For years now an exterior shutter has been missing on a house across the street from where I live. In the time in which a family has rented the house, they’ve seen their careers flourish, their small sons grow, and a rambunctious black Lab settle into a mellow dog. Had I been renting the house, the first thing I would have insisted is that the owner replace the missing shutter. I’m not sure I would have thought that all the rest could happen without it.
How did I get this way? Every house I knew in Connecticut was lived in. It was in visiting my grandparents in Naples, Florida that I first turned into a voyeur of houses. A continual crop of model homes came up, and we went down there, every winter. I had never experienced anything like it, the sheer pleasure of walking through empty spaces…. and completing it in one’s mind. Afterwards I worked on all the floorplan handouts, made improvements in space planning, drew in the furniture, and thought in terms of color schemes. I was hooked.
It was one quick slippery slope from the child who rearranged her parents’ furniture in the night, to the one who drew floorplans on a pad of graph paper in the backseat of the car, to a design firm in San Diego. But that’s just where I was when I first heard of Las Brisas, in Ixtapa, Mexico. Where I am now.
Las Brisas was a Camino Real or Westin Hotel at the time. The principal of the firm was the only one of us who could afford to stay there, and he gloated about it upon return. In my memory I almost think he was the one who designed it. In any case, he impressed upon us that ancient Mayan temples were the inspiration for this hotel. Each floor, as it ascends, is shorter, and the hotel climbs to an open air lobby at the top. To walk the stone floors of open air corridors is meditating. It is remarkably minimalist and contemporary looking, a composition in stone, color, and water rushing in aqueducts.
Now that I am finally here I indeed feel like I’m in a monastery. There is a cloistered air about it, despite its openness. And though the hotel may be filled, there is never any sense of a crowd. As guests we experience wingspans of space, privacy, and remoteness. The beach is private. A hammock hangs on each room’s terrace. Time stands still. Each day is like the day before.
Tropical magic is at work for me here. Everything that was interior is turned inside out, toward the outdoors. Working with the materials at hand, roofs are thatched, flooring is continuous with terrace, and furniture is built-in, eliminating the clutter of legs. I realize I am saying this at a resort, but our wants are really quite simple.

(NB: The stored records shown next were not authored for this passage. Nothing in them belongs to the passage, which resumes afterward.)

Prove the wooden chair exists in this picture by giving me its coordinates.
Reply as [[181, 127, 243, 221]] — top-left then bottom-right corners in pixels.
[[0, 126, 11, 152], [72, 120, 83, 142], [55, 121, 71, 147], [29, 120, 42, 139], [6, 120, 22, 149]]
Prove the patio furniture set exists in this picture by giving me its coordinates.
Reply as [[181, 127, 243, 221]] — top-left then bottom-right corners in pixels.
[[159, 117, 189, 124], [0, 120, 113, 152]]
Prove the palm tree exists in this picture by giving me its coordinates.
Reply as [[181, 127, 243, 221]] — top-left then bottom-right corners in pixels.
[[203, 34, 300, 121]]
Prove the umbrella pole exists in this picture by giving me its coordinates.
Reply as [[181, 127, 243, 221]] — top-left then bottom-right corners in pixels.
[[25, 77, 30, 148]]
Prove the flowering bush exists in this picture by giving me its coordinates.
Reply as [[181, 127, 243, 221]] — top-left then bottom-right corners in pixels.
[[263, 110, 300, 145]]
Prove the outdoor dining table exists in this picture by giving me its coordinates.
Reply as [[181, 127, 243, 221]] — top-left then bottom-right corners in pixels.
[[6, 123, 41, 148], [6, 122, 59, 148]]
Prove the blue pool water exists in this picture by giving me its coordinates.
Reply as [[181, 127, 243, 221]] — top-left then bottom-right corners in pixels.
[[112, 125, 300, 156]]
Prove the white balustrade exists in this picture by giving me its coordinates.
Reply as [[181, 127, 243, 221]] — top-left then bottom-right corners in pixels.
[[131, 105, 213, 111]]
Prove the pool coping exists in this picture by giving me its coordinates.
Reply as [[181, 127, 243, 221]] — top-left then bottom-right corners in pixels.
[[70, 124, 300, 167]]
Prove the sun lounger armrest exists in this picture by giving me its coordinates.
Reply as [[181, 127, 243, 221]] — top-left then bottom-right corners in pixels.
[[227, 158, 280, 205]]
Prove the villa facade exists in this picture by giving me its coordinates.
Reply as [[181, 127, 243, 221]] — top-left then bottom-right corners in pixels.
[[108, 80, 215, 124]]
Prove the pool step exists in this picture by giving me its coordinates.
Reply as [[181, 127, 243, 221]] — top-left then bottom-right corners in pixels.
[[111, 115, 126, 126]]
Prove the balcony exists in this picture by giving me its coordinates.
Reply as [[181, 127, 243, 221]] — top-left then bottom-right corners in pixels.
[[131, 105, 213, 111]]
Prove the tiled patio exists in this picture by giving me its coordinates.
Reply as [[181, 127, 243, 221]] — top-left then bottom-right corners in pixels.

The same thing happens in the San Juan Islands, where so many software developers who made their fortunes in Seattle build second homes of logs in the woods at waters edge to live the simple life. There is a Marie Antoinette in us all apparently. It can cost a lot or we can find it where we are by scaling back. I don’t have any problem seeing that. But then the principle of that same firm in San Diego made sure that all his designers realized a Portuguese fisherman’s cottage built with straw in the plaster walls has more integrity, and is more beautiful, than anything we might hope to do in the finest residences in La Jolla.
Not a day goes by that I don’t thank him for that.